Photographer, filmmaker, and author Gordon Parks grew up in St. Paul and returned to the Twin Cities in 1996 to be the subject of a Regis Dialogue and Retrospectives at the Walker, where he was joined onstage for a conversation with noted filmmaker and critic Susan Robeson. As we celebrate the 25th anniversary of the Dialogues series, we look back on Parks’s momentous return to the Twin Cities and his cultural legacy. Key to his practice was his commitment to global human rights, civil rights, and the arts as an avenue to address social conditions. These two events focus on his commitment to social justice.
Presented in collaboration with SoulTouch Productions, Twin Cities Black Journalists, and the National Association of Black Journalist’s Founders, in conjunction with the NABJ National Conference.
Solomon Northup’s Odyssey, 3 pm
Directed by Gordon Parks
Post-screening discussion with producer Shep Morgan
Nearly two decades before Steve McQueen premiered his adaptation of 12 Years a Slave, Gordon Parks had directed his own film of the same story of Solomon Northup, a free black man who was kidnapped into slavery in the mid-1800s. Parks’s version was produced for PBS’ American Playhouse series and included in his retrospective as part of his Regis Dialogue at Walker in 1996. 1984, video, 115 minutes.
Following the screening, join Shep Morgan for a discussion. Morgan has produced, written, and directed specials and series for NBC, CBS, and PBS as well as Westinghouse and Metromedia Television. He has won major awards in broadcasting, from a National Emmy for the controversial and critically applauded PBS series The Great American Dream Machine to the coveted George Foster Peabody Award for Bill Moyers Journal and the Golden Gate Award at the San Francisco Film Festival for Moments Without Proper Names, a documentary on the life and work of photographer/director and author Gordon Parks.
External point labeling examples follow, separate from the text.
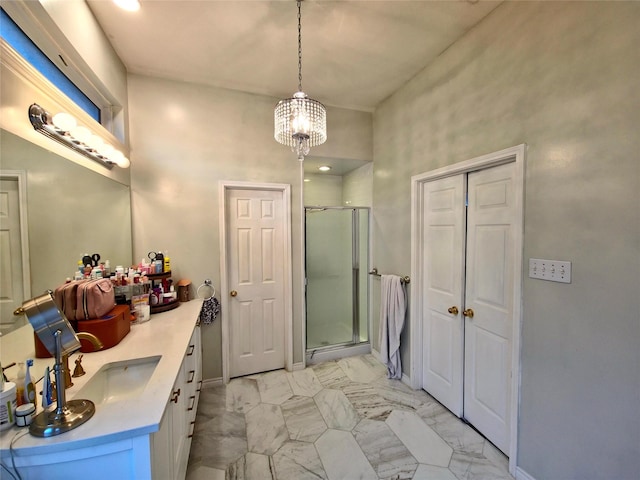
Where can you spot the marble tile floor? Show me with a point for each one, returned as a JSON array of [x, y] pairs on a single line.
[[339, 420]]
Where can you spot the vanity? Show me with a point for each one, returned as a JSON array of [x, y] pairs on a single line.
[[146, 391]]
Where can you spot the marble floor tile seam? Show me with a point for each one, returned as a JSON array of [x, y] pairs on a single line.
[[279, 389]]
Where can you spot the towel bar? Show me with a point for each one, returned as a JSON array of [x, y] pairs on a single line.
[[403, 279]]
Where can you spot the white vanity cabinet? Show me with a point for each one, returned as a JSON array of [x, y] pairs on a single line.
[[172, 443], [145, 438]]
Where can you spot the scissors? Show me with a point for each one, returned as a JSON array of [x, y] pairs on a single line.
[[91, 259]]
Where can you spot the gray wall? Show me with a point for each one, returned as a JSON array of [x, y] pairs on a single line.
[[185, 138], [562, 78]]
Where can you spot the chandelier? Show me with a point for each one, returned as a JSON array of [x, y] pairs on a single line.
[[300, 122]]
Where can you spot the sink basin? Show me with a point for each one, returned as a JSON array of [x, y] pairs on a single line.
[[118, 381]]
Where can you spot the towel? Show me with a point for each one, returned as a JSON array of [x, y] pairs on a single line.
[[392, 312], [210, 310]]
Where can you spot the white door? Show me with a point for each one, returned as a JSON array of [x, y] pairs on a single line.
[[442, 241], [256, 251], [12, 286], [468, 296], [491, 216]]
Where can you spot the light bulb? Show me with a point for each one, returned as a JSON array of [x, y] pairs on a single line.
[[119, 159], [106, 150], [95, 142], [64, 121]]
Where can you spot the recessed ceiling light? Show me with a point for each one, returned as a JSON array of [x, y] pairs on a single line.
[[129, 5]]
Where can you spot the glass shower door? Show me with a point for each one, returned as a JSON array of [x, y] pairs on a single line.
[[336, 257]]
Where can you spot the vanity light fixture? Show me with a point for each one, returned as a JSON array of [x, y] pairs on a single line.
[[64, 129], [128, 5], [300, 122]]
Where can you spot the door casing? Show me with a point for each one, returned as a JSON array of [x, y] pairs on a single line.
[[514, 154], [285, 189]]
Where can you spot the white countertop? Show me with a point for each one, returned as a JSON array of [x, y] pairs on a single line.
[[166, 334]]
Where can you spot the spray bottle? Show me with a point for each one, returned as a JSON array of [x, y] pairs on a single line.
[[29, 387]]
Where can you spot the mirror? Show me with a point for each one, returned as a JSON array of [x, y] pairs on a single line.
[[70, 211]]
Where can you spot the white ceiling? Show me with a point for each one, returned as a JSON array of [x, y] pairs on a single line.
[[354, 53]]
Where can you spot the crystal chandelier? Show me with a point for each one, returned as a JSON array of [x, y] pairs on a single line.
[[300, 122]]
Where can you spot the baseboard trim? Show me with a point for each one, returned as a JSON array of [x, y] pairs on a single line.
[[212, 382], [522, 475]]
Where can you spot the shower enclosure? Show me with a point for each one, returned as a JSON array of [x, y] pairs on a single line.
[[337, 262]]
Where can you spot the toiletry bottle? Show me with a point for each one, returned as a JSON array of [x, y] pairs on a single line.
[[29, 387], [167, 262], [47, 391], [20, 399], [159, 262]]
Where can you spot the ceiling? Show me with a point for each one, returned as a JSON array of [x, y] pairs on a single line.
[[354, 53]]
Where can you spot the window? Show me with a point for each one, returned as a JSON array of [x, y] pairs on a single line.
[[20, 42]]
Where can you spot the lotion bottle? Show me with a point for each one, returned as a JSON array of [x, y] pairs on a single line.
[[20, 379], [167, 262]]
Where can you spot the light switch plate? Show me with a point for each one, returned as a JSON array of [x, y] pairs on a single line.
[[552, 270]]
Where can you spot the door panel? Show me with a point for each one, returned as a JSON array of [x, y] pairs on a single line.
[[489, 292], [443, 266], [256, 272]]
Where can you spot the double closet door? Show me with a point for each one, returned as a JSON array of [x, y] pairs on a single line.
[[468, 255]]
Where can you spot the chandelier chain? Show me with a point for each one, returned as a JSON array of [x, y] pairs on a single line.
[[299, 48]]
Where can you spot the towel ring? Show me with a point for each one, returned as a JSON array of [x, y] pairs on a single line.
[[207, 283]]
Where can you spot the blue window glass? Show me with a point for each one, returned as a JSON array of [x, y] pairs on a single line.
[[15, 37]]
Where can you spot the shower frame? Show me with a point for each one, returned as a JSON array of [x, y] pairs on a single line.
[[356, 269]]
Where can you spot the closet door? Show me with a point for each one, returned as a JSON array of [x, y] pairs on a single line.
[[489, 309], [442, 243]]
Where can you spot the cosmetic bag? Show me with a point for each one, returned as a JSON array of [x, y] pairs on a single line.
[[94, 299], [65, 296]]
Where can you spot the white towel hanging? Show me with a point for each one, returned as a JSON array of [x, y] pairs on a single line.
[[393, 308]]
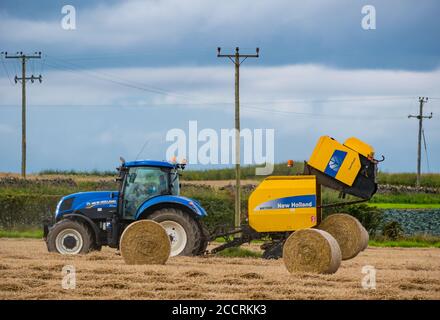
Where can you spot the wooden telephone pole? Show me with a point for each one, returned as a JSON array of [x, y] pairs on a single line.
[[420, 116], [235, 58], [23, 79]]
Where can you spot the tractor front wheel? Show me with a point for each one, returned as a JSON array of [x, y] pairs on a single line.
[[185, 233], [69, 237]]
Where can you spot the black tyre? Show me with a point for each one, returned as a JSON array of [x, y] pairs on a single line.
[[70, 237], [184, 231]]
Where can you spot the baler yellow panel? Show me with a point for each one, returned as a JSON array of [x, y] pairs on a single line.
[[360, 147], [335, 160], [283, 203]]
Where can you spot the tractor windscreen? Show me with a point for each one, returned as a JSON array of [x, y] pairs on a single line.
[[175, 183]]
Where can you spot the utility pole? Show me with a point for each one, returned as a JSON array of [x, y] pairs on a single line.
[[420, 116], [23, 79], [235, 58]]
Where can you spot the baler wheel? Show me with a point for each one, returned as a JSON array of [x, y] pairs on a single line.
[[70, 237], [311, 250], [184, 231], [348, 231]]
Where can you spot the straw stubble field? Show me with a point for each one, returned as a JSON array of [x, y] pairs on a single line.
[[28, 271]]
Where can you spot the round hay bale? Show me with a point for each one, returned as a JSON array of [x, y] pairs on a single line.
[[347, 231], [365, 238], [311, 250], [145, 242]]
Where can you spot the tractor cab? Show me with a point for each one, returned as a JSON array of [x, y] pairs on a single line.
[[144, 180]]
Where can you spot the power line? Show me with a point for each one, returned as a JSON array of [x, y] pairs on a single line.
[[24, 58]]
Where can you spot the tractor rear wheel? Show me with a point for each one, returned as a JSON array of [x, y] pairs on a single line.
[[185, 233], [70, 237]]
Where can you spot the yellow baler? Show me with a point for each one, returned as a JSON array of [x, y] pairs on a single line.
[[289, 203]]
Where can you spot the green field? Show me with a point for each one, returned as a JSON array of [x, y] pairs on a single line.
[[406, 205]]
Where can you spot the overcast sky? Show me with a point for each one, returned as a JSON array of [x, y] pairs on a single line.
[[132, 70]]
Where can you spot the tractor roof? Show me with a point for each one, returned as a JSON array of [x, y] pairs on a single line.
[[149, 163]]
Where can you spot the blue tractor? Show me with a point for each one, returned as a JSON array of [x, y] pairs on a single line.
[[148, 189]]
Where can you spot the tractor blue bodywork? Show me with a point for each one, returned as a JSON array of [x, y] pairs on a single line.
[[105, 201]]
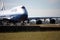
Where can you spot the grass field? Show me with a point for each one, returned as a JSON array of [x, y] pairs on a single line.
[[43, 35]]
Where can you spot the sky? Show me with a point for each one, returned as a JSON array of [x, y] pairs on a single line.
[[36, 8]]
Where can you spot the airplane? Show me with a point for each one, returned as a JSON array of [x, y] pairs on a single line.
[[20, 14], [16, 14]]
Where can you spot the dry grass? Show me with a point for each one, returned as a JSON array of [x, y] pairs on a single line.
[[45, 35]]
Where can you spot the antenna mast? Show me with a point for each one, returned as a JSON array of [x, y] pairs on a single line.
[[3, 6]]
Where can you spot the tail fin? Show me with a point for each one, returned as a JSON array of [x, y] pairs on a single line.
[[2, 7]]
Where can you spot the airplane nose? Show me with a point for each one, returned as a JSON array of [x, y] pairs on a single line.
[[23, 7]]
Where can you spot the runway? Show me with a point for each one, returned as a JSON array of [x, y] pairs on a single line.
[[40, 27]]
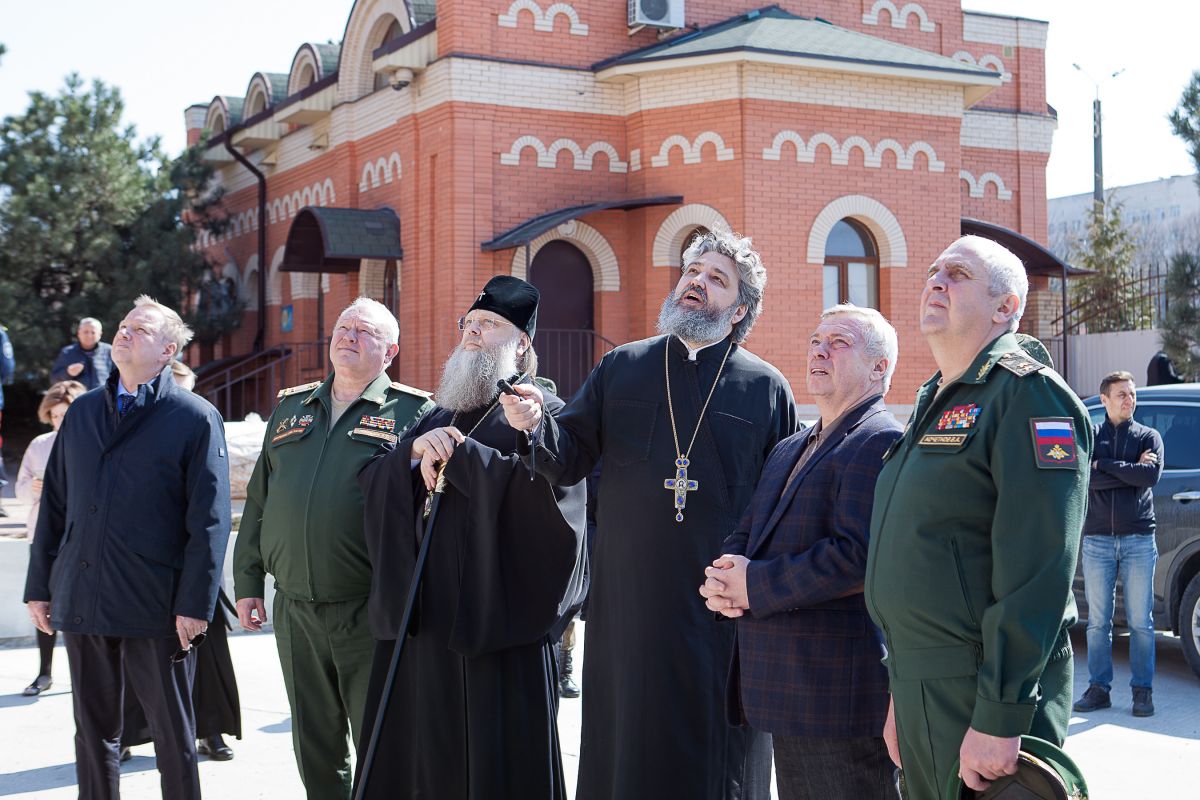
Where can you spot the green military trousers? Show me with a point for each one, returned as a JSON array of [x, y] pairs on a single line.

Morgan has produced three dramas for the PBS American Playhouse series: Solomon Northup’s Odyssey, Denmark Vesey’s Rebellion, and Charlotte Forten’s Mission.
In Discussion: David Parks and Daniel Pierce Bergin, 7 pm
In Gordon Parks’s autobiography A Choice of Weapons (Minnesota Historical Society Press), he recounted his bitter struggle against poverty and prejudice growing up between Kansas and St. Paul, and how he used the arts as a tool to fight against injustice. Join David Parks, the filmmaker’s son and a noted photographer and director, and producer/historian Daniel Pierce Bergin for a discussion about the legacy of Gordon Parks and his challenge to continue the advances he had made during his lifetime.
Born in Minneapolis, David Parks is a photographer, film director, publicist, and author of GI Diary, a collection of writings and photographs depicting his experiences as an African American soldier in the Vietnam War. His writing and photographs have appeared in Ebony, Look, Vogue, and Glamour magazines. His work in film includes Leadbelly (assistant to producer), Super Fly (assistant to director), Shaft (production assistant), The Great White Hope (production assistant), Buffalo Soldiers, 9th Cavalry Memorial (director), African Art and Repression (director).
Bergin is the senior producer and partnership manager for Twin Cities Public Television (TPT). His productions include such regional Emmy-winners as Lowertown: The Rise of an Urban Village, North Star: Minnesota’s Black Pioneers, and Legacy Letters, a series about protecting Minnesota’s heritage. His Literature & Life: The Givens Collection was named the Best History Documentary at the Prized Pieces International Black Film Festival, and he produced Don’t Believe the Hype, TPT’s Emmy Award–winning youth media program.